“Italiani brava gente”, film diretto da Giuseppe De Santis del 1964
E’ la storia di un reggimento italiano in Russia durante la campagna 1941-1943, vista con gli occhi di un agricoltore emiliano, di un idraulico romano, di un minatore pugliese e di un colonnello, tutti dispersi nella tragica disfatta.
Nella sua drammaticità questo film mette in luce i molteplici aspetti e interessi degli italiani di allora e di oggi; Certo é che nella società italiana convivono diversità enormi e di tali e svariate nature che risulta quasi impossibile pensare di poter unire questo popolo.
Ma una cosa che può interessare, non dico unire, e mettere insieme un gran numero di italiani esiste é reale ed é fattibile.
“SOVRANITA’ DEL POPOLO attraverso:
La revisione della Carta Costituzionale Art. 1 comma 2 LA SOVRANITÀ APPARTIENE AL POPOLO – Questo comma si deve fermare qui perché il popolo non deve esercitare la sua sovranità attraverso “FORME” e “LIMITI” costituzionali.
DEMOCRAZIA DIRETTA attraverso:
L’inserimento nella costituzione, eliminando gli esistenti, di due strumenti di democrazia diretta e precisamente:
1 – Referendum deliberativo senza raccolta di firme e senza quorum;
2 – Referendum deliberativo propositivo senza raccolta di firme e senza quorum.
Questi strumenti dovranno entrare obbligatoriamente negli Statuti di tutti i Comuni, Città metropolitane e Regioni.
I cittadini per affermare la loro sovranità dovranno, in tutti i comuni e Città metropolitane, costituire dei comitati referendari per poter attivare, a semplice richiesta, quando ce ne sarà bisogno questi strumenti.
I presidenti regionali di questi comitati referendari costituiranno il comitato regionale per il controllo dell’operato dell’ente regione.
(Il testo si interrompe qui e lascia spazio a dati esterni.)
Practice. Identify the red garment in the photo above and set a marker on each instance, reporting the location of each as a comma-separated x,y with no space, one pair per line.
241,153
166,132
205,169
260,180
Questi non saranno strumenti di opposizione ma dovranno consentire la collaborazione dei cittadini nelle azioni politiche e amministrative di tutti gli enti locali; Ma qualora si dovessero riscontrare attriti o disgrazie attraverso i referendum il popolo, applicando la democrazia diretta, delibera.
Per tutti gli altri problemi che assillano la nostra Nazione non scriviamo programmi ma intendiamo “VIVERLI” insieme, con il consiglio e sostegno del popolo sovrano.”
Questo é un bel progetto che può coinvolgere molti “italiani brava gente” per abbattere un sistema vecchio di 75 anni e che ha portato questa Nazione nelle condizioni in cui si trova che é sotto gli occhi di tutti.
Le divisioni di questo popolo sono palesi ma a mio giudizio non sono dettate dai cittadini che seguono ma da quelli pensanti che si perdono nelle quisquilie e non vanno verso l’interesse comune.
Quello che non si può accettare é per prima cosa la mancanza di una comunicazione libera e indipendente dal sistema perché sembra di assistere alla messa in onda di media di regime.
Poi esiste quella piccola stampa e tv che si proclamano libere e si improvvisano come é successo in tanti casi e di recente lo ha ripetuto “9MQ” permettendo per oltre un’ora e mezza a Ornella Mariani e a Roberto Nuzzo di lanciare i loro appelli alla disfatta e alla ritirata.
Bhe cari amici non é questo il modo di fare informazione perché manca la parte essenziale “il contraddittorio” serve ascoltare, anche e nello stesso momento, la voce di la pensa diversamente; E comunque incitare il popolo a non andare a votare, quando le alternative ci sono e loro lo sanno e le conoscono, significa giocare a favore di questo sistema.
Con l’attuale Costituzione non esiste il quorum nelle elezioni ed in tutti i modi la giri chi si astiene e sempre perdente come lo é stato fino ad ora; Quindi se l’unica arma che hanno i cittadini é il voto o la matita, che dir si voglia, chi non incita il popolo ad andare a votare contro il sistema allora cerca di favorire il “PUN” il “Partito Unico del Nord” e non esistono scusanti.
Si i molti partitini e movimenti del dissenso si sono sfaldati ma le alternative ci sono e il popolo oggi le deve accettare e affermare la sua sovranità attraverso quei partiti, non di sistema, ma che si sono potuti candidare in questo “GOLPE D’AGOSTO” altrimenti non ci saranno altre possibilità per non essere governati dalla minoranza dei soliti “NOTI”.